Les survivants ont encore plus de difficultés à venir alors qu’ils luttent pour se reconstruire. Israël et l’Égypte ont imposé un blocus paralysant à Gaza depuis que le Hamas a pris le pouvoir des forces palestiniennes rivales en 2007. Le chômage oscille autour de 50 %.
Les enfants de Gaza grandissent dans la pauvreté et le chômage élevé. Ils sont incapables de se déplacer ou de quitter le territoire librement en raison du blocus imposé par Israël et l’Égypte. Ils vivent sous la menace constante de la guerre et un adolescent moyen de 15 ans aurait survécu à quatre grandes offensives israéliennes. Presque tout le monde à Gaza connaît quelqu’un qui a été tué à cause de l’agression israélienne.
« Quand je pense aux enfants qui sont morts », a déclaré Ola Abu Hasaballah, un psychologue pour enfants à Gaza au New York Times, « je pense aussi à ceux qui survivent, à ceux qui ont été arrachés des décombres et ont perdu un membre, ou ceux qui iront à l’école et verront que leur ami a disparu.
De nombreux parents palestiniens en deuil et avec leur voix réduite à un murmure disent « C’est la volonté de Dieu » qu’ils ont perdu des enfants.
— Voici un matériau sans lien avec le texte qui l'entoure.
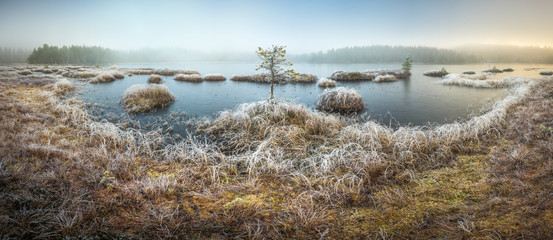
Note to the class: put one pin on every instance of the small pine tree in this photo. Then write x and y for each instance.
(273, 60)
(408, 64)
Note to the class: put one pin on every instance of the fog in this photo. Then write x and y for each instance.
(304, 26)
Les blessures causées par la perte de la chose la plus précieuse de leur vie ne guériront jamais. Ils peinent à trouver une explication à la mort de leur enfant et à comprendre ce que les petits ont fait pour qu’Israël bombarde des immeubles résidentiels avec une telle haine, sachant que parmi les multiples victimes, le nombre d’enfants serait énorme. Des parents palestiniens ont déclaré que leurs enfants avaient voulu être médecins, artistes et dirigeants.
« Je suis incrédule », a déclaré Saad Asaliyah, un chauffeur de taxi de Jabaliya, qui a perdu sa fille de 10 ans. « J’essaie de me calmer en disant que c’était la volonté de Dieu qu’elle s’en aille. »
Au moins 67 enfants de moins de 18 ans ont été tués à Gaza pendant 11 jours de la campagne aérienne meurtrière d’Israël.